Signs to look for when you are suspect for a stress fracture include pain that is increased with activity and that may or may not be accompanied by swelling. The pain will be progressive, meaning that with each day it seems to increase, and it will become painful to the point where you will begin to cut back on your athletic and normal daily activity. As mentioned before, you may not remember injuring yourself, as stress fractures don’t present themselves in association with acute trauma, thus symptoms, rather than physical presentation becomes important. If a stress fracture becomes a possibility in the back of your mind, it’s best to withdrawal from activity and seek out your local Podiatrist.

After ruling out other possibilities for the cause of your recent pain, your Podiatrist will take x-rays to evaluate the bones of the foot. This is where the diagnosis for a stress fracture becomes tricky: a stress fractures’ break in the cortex of the bone may not appear on x-ray until 10 to 14 days after the initial break. In the early stages there is not enough bone resorption (washing away of bone in the area of the fracture) to be picked up by plain x-ray. Therefore, despite what the x-ray may or may not show, the Podiatrists index of suspicion for a stress fracture, combined with your clinical symptoms and history, will likely be the basis of your diagnosis. In some cases you may be given a prescription for an MRI or CT scan which can look closer at the bone and be able to pick up a stress fracture from day one, however, this is not always necessary.
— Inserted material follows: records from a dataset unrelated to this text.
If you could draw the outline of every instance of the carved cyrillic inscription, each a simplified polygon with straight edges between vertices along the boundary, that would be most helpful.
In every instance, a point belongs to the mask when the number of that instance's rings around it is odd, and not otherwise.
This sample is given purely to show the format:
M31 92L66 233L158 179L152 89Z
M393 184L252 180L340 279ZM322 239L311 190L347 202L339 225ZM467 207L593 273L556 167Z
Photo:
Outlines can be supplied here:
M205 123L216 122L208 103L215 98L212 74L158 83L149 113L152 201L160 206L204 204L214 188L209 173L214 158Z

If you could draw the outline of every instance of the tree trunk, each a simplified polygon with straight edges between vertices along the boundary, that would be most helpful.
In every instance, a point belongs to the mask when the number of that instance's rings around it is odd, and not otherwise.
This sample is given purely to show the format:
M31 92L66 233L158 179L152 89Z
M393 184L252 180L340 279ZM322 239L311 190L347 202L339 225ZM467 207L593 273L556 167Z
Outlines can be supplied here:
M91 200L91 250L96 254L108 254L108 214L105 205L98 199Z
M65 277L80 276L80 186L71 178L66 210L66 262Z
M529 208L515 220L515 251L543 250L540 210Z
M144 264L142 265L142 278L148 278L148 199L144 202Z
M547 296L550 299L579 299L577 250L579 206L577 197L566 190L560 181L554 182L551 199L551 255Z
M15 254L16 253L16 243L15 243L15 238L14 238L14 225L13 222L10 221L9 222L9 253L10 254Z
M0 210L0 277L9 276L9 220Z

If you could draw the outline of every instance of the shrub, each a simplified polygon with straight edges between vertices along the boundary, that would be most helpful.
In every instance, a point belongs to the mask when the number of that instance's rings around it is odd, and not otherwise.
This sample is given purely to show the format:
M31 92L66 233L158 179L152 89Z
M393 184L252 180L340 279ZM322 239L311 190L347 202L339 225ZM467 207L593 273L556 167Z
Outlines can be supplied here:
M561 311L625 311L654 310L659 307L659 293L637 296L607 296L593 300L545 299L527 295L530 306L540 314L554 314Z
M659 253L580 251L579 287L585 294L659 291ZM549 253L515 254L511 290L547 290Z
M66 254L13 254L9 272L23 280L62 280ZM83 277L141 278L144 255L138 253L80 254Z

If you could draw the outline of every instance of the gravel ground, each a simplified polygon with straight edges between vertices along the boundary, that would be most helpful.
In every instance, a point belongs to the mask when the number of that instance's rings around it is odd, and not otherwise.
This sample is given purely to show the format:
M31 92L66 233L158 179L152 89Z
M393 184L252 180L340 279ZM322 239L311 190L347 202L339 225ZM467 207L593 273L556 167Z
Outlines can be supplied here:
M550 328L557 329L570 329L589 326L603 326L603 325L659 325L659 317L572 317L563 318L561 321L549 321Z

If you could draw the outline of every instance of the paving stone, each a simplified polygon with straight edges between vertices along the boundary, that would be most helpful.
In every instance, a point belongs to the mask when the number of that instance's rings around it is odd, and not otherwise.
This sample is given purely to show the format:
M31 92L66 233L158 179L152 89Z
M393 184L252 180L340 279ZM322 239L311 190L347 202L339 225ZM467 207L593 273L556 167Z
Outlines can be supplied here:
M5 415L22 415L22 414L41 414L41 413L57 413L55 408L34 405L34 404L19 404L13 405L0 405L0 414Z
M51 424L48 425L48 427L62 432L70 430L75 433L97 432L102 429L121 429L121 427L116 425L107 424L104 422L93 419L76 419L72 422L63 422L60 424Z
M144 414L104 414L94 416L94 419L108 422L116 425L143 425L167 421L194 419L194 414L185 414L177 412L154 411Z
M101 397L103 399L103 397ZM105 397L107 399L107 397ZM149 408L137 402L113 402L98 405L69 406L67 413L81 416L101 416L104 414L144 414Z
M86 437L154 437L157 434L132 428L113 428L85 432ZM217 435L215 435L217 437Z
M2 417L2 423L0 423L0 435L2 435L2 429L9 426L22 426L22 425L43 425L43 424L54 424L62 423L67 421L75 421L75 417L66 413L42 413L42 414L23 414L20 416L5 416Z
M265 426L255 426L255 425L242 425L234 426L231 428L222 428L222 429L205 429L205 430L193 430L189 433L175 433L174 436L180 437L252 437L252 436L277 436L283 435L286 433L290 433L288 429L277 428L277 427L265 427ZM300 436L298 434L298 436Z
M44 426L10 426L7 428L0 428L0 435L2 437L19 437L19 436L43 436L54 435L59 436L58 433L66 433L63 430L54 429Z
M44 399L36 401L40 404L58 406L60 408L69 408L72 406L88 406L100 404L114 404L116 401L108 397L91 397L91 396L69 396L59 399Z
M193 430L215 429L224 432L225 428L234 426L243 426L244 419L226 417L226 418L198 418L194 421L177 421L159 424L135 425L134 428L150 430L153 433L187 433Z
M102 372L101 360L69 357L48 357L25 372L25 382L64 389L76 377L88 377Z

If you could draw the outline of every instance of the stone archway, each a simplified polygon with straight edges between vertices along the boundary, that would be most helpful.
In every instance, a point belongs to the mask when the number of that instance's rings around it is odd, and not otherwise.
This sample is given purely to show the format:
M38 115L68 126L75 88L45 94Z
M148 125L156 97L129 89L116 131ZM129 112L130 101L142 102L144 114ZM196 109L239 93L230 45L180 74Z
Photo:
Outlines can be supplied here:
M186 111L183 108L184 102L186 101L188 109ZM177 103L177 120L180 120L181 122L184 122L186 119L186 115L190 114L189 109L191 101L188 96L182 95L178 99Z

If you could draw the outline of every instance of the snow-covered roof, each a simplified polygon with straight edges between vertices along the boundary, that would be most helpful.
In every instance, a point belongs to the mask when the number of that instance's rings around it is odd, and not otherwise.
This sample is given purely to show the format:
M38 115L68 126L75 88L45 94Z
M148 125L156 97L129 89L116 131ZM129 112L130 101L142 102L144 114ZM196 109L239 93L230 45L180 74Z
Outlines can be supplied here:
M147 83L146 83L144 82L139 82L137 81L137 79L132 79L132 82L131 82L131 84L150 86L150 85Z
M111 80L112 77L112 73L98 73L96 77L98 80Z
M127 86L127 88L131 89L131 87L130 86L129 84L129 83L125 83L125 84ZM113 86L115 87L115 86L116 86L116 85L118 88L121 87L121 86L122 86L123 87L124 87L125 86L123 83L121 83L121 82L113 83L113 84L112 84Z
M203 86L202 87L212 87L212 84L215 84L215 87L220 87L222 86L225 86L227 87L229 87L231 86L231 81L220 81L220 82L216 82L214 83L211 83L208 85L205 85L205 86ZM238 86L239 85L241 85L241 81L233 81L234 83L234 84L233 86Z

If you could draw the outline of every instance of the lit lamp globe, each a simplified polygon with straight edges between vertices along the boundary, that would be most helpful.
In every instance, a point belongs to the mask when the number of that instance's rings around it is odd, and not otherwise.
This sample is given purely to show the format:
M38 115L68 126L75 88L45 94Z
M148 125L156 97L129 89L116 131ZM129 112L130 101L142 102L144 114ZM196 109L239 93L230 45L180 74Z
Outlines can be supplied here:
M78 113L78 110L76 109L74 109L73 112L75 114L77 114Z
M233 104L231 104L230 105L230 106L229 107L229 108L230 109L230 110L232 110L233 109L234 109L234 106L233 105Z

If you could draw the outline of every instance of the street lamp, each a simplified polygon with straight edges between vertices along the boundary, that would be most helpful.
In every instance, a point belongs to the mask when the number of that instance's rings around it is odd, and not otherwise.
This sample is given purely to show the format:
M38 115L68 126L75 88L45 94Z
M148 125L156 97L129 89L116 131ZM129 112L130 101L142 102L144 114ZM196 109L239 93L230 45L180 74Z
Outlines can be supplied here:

The treatment of choice in patients with stress fractures is rest and immobilization, meaning you will likely need to wear a CAM (controlled ankle motion) walker in addition to discontinuing athletic activity. A CAM is a removable boot that should be worn as much as possible, but can be removed at bedtime for comfort. It is used initially because it decreases motion and stress on the foot while allowing patients to walk while wearing it, without the use of crutches. When patients are compliant and wear the CAM as instructed, it is usually sufficient enough to allow healing of the bone. More aggressive forms of immobilization such as casting can be utilized, but are reserved for patients who don’t comply with the initial treatment attempts using a CAM. Keep in mind, the longer you continue normal activity on the stress fracture the higher your risk of breaking the bone completely, which inevitably leads to a longer recovery time. Therefore, it is in your best interest to limit activity and immobilize the foot!

Your clinical symptoms will indicate to your Podiatrist when appropriate healing has taken place and transition back to a sneaker with a slow increase in your activity is safe. However, you should plan on about 4-6 weeks of immobilization, as that is how long it will take for your pain to decrease and for the defect in the bone to fill in with new bone and fibrous tissue. Certainly you can take ibuprofen for pain as needed, as well as apply ice to the area in attempt to keep the swelling down, but rest and immobilization are key!

Unfortunately, there isn’t much you can to do to prevent a stress fracture, but there are things you can do to cut down your risk. If you already have a workout routine and you plan to increase your level of activity or distance running, do so slowly. Changes and increases in activity often bring on a stress fracture, as your body is not adequately prepared. If you don’t have a consistent routine, but want to get moving, start slowly and with short distances, building up to your ultimate goal. In both situations your bones need a chance to adjust to the increased stresses and if given adequate time to do so, you decrease your risk of injury.